Dadurch geben EU-Bürger im Verhältnis mehr für Lebensmittel aus als vor einem Jahr. In ganz Europa steigen die Preise, aber Frankreich erlebt die höchste Inflation seit Mitte der 1990er Jahre. Im Mai erreichte die Inflationsrate der Verbraucherpreise innerhalb der Eurozone einen durchschnittlichen Rekordwert von 8,1 Prozent, mit Spitzenwerten von bis zu 20 % in Estland.

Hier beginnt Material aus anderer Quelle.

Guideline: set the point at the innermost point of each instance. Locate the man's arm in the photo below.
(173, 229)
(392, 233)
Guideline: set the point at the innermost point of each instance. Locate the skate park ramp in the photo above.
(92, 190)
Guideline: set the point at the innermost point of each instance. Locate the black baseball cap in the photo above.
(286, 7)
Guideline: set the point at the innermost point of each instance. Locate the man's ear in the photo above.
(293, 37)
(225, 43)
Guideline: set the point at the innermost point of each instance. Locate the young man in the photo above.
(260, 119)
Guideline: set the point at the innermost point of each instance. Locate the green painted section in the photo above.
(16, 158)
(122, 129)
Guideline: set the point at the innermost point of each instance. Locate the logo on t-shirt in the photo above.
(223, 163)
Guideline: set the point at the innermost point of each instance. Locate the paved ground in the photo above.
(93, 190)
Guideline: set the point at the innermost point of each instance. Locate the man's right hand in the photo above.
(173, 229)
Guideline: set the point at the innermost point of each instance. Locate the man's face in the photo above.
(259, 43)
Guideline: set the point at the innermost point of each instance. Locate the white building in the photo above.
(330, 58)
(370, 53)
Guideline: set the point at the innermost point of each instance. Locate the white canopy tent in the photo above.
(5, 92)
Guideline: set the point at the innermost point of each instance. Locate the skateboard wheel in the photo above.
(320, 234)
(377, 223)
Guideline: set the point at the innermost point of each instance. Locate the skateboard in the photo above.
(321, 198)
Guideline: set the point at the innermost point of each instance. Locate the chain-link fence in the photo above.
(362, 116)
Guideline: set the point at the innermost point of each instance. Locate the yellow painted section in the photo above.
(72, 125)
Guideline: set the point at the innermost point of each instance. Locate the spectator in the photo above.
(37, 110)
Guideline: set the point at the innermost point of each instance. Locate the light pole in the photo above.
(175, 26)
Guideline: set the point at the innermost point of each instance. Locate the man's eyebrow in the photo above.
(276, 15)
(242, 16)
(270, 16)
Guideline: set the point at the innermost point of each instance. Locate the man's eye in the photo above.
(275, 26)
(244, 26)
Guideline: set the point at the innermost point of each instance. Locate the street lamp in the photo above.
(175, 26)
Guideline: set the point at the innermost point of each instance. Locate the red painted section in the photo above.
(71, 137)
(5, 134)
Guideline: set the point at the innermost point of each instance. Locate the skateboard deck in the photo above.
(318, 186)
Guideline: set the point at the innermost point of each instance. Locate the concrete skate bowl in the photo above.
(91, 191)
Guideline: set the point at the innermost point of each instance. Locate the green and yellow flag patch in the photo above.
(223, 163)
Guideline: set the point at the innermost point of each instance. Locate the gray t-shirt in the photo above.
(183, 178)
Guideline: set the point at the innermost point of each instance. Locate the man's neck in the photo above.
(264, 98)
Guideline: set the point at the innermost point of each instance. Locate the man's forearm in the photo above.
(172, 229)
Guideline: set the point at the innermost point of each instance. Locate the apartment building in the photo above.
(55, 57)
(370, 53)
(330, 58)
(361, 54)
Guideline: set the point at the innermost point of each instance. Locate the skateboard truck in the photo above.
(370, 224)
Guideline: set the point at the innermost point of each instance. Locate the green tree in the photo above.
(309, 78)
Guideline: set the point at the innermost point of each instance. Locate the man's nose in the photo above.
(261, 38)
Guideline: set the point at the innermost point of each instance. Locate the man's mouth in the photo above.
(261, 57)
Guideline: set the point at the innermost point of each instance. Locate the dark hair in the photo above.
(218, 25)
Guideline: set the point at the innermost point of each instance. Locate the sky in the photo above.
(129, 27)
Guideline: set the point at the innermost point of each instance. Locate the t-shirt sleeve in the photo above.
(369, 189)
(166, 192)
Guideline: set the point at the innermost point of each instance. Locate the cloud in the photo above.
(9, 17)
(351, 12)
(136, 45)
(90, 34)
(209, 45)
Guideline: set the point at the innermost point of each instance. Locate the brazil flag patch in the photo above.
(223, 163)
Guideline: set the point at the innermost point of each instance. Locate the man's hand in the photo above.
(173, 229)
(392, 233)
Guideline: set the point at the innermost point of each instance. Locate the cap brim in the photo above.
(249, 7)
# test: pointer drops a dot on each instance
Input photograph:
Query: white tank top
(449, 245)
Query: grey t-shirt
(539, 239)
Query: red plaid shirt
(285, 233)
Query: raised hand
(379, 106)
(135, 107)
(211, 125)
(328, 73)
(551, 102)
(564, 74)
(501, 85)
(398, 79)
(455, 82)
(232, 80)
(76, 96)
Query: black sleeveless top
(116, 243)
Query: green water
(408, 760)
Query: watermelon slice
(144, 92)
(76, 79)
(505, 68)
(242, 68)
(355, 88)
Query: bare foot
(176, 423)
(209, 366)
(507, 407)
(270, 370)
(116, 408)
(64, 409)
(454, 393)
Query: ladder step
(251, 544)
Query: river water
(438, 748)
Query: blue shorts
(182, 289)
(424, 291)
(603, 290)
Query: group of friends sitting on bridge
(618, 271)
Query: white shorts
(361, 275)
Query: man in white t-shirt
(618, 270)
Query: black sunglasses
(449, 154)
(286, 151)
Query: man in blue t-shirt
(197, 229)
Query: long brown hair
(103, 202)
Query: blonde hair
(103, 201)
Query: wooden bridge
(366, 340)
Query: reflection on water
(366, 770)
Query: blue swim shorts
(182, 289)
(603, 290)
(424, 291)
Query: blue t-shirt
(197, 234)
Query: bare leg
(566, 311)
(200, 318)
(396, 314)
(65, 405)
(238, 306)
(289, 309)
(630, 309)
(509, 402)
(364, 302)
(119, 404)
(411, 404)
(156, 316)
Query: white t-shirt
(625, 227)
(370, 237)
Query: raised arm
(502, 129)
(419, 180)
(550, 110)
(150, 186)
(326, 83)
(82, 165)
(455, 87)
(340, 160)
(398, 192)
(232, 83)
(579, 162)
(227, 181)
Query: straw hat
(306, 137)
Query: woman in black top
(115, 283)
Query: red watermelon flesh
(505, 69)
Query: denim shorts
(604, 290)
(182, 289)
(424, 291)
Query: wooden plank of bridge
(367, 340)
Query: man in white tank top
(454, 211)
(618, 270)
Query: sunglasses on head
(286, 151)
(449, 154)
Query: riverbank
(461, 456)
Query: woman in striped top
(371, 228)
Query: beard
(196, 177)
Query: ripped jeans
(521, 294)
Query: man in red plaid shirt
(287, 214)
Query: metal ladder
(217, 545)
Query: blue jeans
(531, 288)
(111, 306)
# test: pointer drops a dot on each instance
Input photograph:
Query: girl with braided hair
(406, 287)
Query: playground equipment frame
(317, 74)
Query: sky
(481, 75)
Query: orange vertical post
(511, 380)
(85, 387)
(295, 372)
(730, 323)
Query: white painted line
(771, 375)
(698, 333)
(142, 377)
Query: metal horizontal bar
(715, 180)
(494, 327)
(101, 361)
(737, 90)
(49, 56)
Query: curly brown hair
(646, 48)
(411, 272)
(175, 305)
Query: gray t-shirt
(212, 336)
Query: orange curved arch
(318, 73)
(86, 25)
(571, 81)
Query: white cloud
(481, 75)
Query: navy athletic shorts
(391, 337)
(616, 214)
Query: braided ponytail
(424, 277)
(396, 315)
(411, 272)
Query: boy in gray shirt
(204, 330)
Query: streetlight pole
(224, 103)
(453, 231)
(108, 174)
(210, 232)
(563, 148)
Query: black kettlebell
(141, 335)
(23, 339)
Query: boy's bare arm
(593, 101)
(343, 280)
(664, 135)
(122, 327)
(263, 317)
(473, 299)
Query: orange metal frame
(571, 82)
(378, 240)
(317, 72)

Obwohl die Europäische Zentralbank (EZB) bereits beschlossen hat, die Zinsen zu erhöhen, um die Inflation zu bekämpfen, deuten die jüngsten Prognosen darauf hin, dass die Preise auch im restlichen Jahr weiter steigen werden. Für Familien in ganz Europa haben höhere Lebensmittelrechnungen bereits Auswirkungen auf ihre Entscheidungen im Supermarkt.
Weltweit sorgen die Folgen des Krieges in der Ukraine und die steigenden Kraftstoffpreise für zunehmende Sorgen um die Ernährungssicherheit. Und obwohl Europa keine Lebensmittelknappheit hat, beginnen Verbraucher dennoch, ihre Einkaufsgewohnheiten zu ändern.
Die mit Abstand höchsten Preiserhöhungen gab es im vergangenen Jahr bei „Öle und Fette“ (+27,8 %), gefolgt von „Getreide und Brot“ (+10,0 %) sowie „Milch, Käse und Eier“ (+11,6 %). „Fleisch“ (+11,4 %) und „Obst“ (+4,3 %) waren die weiteren Indikatoren.
Bei den ausgewählten landwirtschaftlichen Erzeugnissen stellte Eurostat erneut die größten Preissteigerungen beim Getreide fest. Gerste (+77 %), Mehl (+76 %) und Hartweizen (+71 %) führten hier die Entwicklung an. Auch bei Milchprodukten wie Butter (+72 %) und Magermilchpulver (+57 %) waren die Preisanstiege hoch.
Die Preise für Rindfleisch und Huhn sind im vergangenen Jahr um etwa 30 % gestiegen. Der niedrigste Prozentsatz wurde bei Schweinefleisch (+17 %) und Zucker (+12 %) verzeichnet.